This past year you again took art classes with Ms. Linda making creations from clay as well as a recyclable mini golf course. You tried weekly Jr. Jazzercise classes and performed in the Cary Christmas Parade. Not surprisingly you said that JJ summer camp was your favorite. You continue to love movement in any and all forms. You told me that you wanted to try soccer so we opted for spring soccer league which you loved playing goalie and are returning this fall. You spent so many hours outside that over the weekend what I thought was too much sun exposure, causing a hard line of covered vs uncovered skin, it was actually dirt. Needless to say we are not skipping baths these days.
You have continued to be part ally/part enemy to your younger brother. You told me recently that "I fight with him because I love him." Sure. You are half of the reason that our home is crazy and loud. Always. I hope that your bond continues to grow in love for each other and that one day you can do it without full on wrestling. Or in the picture below, rolling down hills at a favorite park on a beautiful spring day.
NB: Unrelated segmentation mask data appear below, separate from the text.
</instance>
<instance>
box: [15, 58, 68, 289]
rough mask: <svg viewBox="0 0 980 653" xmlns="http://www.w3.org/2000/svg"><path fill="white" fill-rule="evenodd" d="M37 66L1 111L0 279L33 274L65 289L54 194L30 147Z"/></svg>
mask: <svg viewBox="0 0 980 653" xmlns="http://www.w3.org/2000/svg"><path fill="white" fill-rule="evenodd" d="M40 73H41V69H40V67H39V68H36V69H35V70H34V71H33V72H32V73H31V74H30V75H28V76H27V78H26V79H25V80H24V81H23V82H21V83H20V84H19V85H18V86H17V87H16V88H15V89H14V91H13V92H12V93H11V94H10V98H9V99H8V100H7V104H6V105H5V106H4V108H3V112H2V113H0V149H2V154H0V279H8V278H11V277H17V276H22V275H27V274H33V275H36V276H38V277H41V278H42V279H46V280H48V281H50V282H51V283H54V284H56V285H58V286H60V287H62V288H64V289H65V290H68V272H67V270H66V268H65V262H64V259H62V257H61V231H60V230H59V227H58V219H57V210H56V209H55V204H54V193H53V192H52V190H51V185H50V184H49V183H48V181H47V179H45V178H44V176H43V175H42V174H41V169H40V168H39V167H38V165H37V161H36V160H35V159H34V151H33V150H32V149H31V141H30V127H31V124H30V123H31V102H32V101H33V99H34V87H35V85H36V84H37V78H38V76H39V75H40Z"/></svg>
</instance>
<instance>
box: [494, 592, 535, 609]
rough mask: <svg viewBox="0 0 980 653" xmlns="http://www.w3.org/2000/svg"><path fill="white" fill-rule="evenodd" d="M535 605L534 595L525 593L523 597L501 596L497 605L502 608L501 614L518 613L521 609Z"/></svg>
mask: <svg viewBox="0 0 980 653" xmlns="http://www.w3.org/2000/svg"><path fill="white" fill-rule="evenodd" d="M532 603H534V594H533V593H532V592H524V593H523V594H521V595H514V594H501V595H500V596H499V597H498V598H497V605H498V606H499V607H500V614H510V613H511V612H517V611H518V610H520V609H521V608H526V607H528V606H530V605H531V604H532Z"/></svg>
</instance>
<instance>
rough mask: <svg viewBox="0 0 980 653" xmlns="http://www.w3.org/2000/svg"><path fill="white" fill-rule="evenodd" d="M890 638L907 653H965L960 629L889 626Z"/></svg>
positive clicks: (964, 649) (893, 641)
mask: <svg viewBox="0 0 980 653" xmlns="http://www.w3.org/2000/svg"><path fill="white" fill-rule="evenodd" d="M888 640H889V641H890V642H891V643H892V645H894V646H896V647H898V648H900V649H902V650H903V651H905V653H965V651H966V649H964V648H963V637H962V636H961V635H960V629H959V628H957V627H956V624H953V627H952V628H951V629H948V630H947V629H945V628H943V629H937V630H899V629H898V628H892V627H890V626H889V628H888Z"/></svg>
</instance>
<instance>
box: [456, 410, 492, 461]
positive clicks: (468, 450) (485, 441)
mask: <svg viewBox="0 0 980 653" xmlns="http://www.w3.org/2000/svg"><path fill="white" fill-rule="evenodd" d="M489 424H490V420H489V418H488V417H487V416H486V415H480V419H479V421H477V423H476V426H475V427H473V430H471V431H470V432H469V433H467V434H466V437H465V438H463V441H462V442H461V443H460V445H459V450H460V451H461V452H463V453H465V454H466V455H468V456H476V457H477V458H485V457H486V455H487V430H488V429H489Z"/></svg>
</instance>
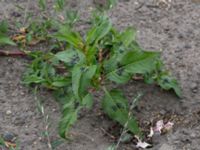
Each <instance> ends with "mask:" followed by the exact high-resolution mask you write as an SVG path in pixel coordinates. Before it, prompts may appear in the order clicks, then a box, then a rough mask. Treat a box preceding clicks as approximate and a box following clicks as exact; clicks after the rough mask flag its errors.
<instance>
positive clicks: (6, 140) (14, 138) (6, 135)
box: [3, 132, 16, 142]
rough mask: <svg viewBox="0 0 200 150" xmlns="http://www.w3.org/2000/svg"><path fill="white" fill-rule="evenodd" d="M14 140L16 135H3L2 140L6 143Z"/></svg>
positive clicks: (11, 141) (7, 133)
mask: <svg viewBox="0 0 200 150" xmlns="http://www.w3.org/2000/svg"><path fill="white" fill-rule="evenodd" d="M15 138H16V135H15V134H14V133H12V132H5V133H4V134H3V139H4V140H5V141H8V142H13V141H14V140H15Z"/></svg>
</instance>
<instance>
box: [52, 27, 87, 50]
mask: <svg viewBox="0 0 200 150" xmlns="http://www.w3.org/2000/svg"><path fill="white" fill-rule="evenodd" d="M53 37H55V38H57V39H58V40H60V41H66V42H68V43H69V44H71V45H72V46H74V47H75V48H77V49H82V48H83V41H82V38H81V36H80V34H79V33H78V32H72V31H70V29H69V27H62V28H61V30H60V31H59V32H58V33H56V34H55V35H53Z"/></svg>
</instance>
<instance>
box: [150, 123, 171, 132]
mask: <svg viewBox="0 0 200 150" xmlns="http://www.w3.org/2000/svg"><path fill="white" fill-rule="evenodd" d="M173 125H174V123H173V122H170V121H169V122H167V123H166V124H164V122H163V120H159V121H158V122H157V123H156V126H155V127H154V128H153V131H154V132H159V133H160V134H161V133H162V130H164V131H169V130H171V129H172V127H173ZM150 132H152V131H150Z"/></svg>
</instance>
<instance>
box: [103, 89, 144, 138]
mask: <svg viewBox="0 0 200 150" xmlns="http://www.w3.org/2000/svg"><path fill="white" fill-rule="evenodd" d="M104 91H105V96H104V99H103V101H102V108H103V110H104V111H105V113H106V114H107V115H108V116H109V117H110V118H111V119H113V120H115V121H117V122H118V123H119V124H121V125H122V126H124V125H125V124H126V123H128V125H127V128H128V130H130V131H131V132H132V133H134V134H136V135H139V136H140V135H141V131H140V129H139V127H138V124H137V121H136V120H135V118H134V117H133V116H131V117H130V116H129V108H128V101H127V100H126V99H125V97H124V96H123V95H122V93H121V92H120V91H110V92H108V91H107V90H104Z"/></svg>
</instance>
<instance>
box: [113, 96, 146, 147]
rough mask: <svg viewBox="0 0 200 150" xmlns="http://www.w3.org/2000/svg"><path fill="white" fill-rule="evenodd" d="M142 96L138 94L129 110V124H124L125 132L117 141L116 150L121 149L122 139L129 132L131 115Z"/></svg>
mask: <svg viewBox="0 0 200 150" xmlns="http://www.w3.org/2000/svg"><path fill="white" fill-rule="evenodd" d="M141 96H142V94H140V93H139V94H138V95H137V97H136V98H134V100H133V102H132V104H131V107H130V109H129V113H128V119H127V122H126V123H125V124H124V128H123V130H122V133H121V135H120V137H119V140H118V141H117V144H116V146H115V149H116V150H117V148H118V147H119V144H120V142H121V140H122V137H123V136H124V134H126V133H127V132H128V130H127V127H128V123H129V121H130V119H131V115H132V112H131V111H132V110H133V108H134V107H135V103H136V102H137V101H138V100H139V99H140V97H141Z"/></svg>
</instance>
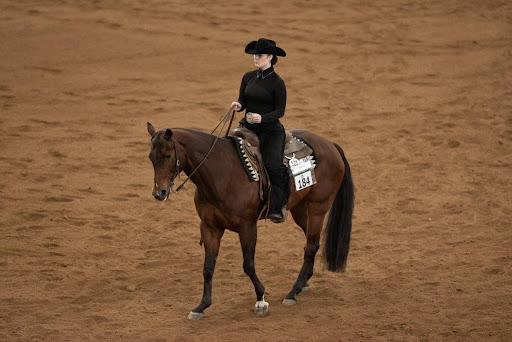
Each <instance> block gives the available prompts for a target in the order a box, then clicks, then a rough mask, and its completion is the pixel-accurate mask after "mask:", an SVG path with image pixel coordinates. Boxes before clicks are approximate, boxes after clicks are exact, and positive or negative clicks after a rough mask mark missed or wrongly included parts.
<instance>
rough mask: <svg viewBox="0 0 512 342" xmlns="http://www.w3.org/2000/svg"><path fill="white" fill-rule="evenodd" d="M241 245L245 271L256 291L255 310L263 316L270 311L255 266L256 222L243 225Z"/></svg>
mask: <svg viewBox="0 0 512 342" xmlns="http://www.w3.org/2000/svg"><path fill="white" fill-rule="evenodd" d="M239 238H240V245H241V246H242V253H243V256H244V272H245V274H247V275H248V276H249V278H250V279H251V281H252V284H253V285H254V291H255V292H256V304H255V305H254V312H255V313H256V314H257V315H259V316H263V315H266V314H267V313H268V303H267V302H266V301H265V288H264V287H263V284H262V283H261V281H260V280H259V279H258V276H257V275H256V269H255V267H254V254H255V251H256V239H257V228H256V224H250V225H247V226H243V227H242V228H241V229H240V233H239Z"/></svg>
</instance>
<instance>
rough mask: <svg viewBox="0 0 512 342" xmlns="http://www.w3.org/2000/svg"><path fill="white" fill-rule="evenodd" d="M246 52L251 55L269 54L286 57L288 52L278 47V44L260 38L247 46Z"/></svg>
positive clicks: (263, 38) (245, 47) (269, 40)
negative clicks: (265, 53)
mask: <svg viewBox="0 0 512 342" xmlns="http://www.w3.org/2000/svg"><path fill="white" fill-rule="evenodd" d="M245 52H246V53H248V54H250V55H259V54H264V53H266V54H269V55H274V56H281V57H285V56H286V52H285V51H284V50H283V49H281V48H280V47H278V46H277V45H276V42H274V41H273V40H270V39H265V38H260V39H258V40H257V41H256V40H254V41H252V42H250V43H249V44H247V46H246V47H245Z"/></svg>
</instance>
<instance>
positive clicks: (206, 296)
mask: <svg viewBox="0 0 512 342" xmlns="http://www.w3.org/2000/svg"><path fill="white" fill-rule="evenodd" d="M223 234H224V230H223V229H217V228H215V227H211V226H209V225H207V224H206V223H205V222H201V239H202V240H203V243H204V268H203V278H204V287H203V298H202V299H201V303H200V304H199V305H198V306H197V307H196V308H195V309H194V310H192V311H191V312H190V313H189V315H188V318H189V319H192V320H198V319H201V318H203V313H204V310H205V309H207V308H208V307H209V306H210V305H211V303H212V278H213V272H214V271H215V262H216V261H217V255H218V254H219V246H220V239H221V238H222V235H223Z"/></svg>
This year in school has been defined as even keeled. You have stayed on grade level all year in all areas, but also gotten a "good enough" mentality that I hope you will be able to break. I''ve always said that I am happy with you working to what is your potential. but anything else needs work. You loved that your 2nd grade teacher loved science and questioning. You loved any activity that answered the proverbial questions of "how, what, why?" I appreciate that once again, I feel you were with the right teacher placement for where you are in your development.
Your love of enjoyment reading and I've loved talking history with you. The nonfiction section of the library is usually your first stop. One moment that stands out was when we were touring the Smithsonian "Price of Freedom" exhibit about US involvement in War. I debated how much censorship I should impose and decided that I would rather allow you ask any and all questions instead of coming up with your own conclusions. We've had some meaningful discussions about slavery as well as the dropping of the atomic bomb.
I hope our yearly overnight trip to DC will continue as long as you are willing. One of my favorite posts titled One Day He Will Get It, recounting our trip, and especially the moment of this picture. It was a favorite of you at age 7.
With each passing year you are becoming more and more your own person. While I want you to seek out your own independence, I hope you will still in the quiet moments at hope still climb into my arms, ask to be tucking into bed, and that you will continue to catch my kiss and tuck it away. It is a sweet ending to every long day.
My sweet Ben, you are a gift of goodness and light. As we continue to compile our lists of "how mom and Ben are alike" and then high five I cannot help but want to hit a pause button with you at this age. I look at you and cannot believe that in a short decade you will be graduating from high school. I want time to stand still for just a bit, as the ache of sadness that friends and future are pulling me away from you. While all must happen, I wish for this next year to be filled with moments for just us.
Happy birthday, my beautiful blue eyed boy. May the next year find find you in love with life, the same way I love you.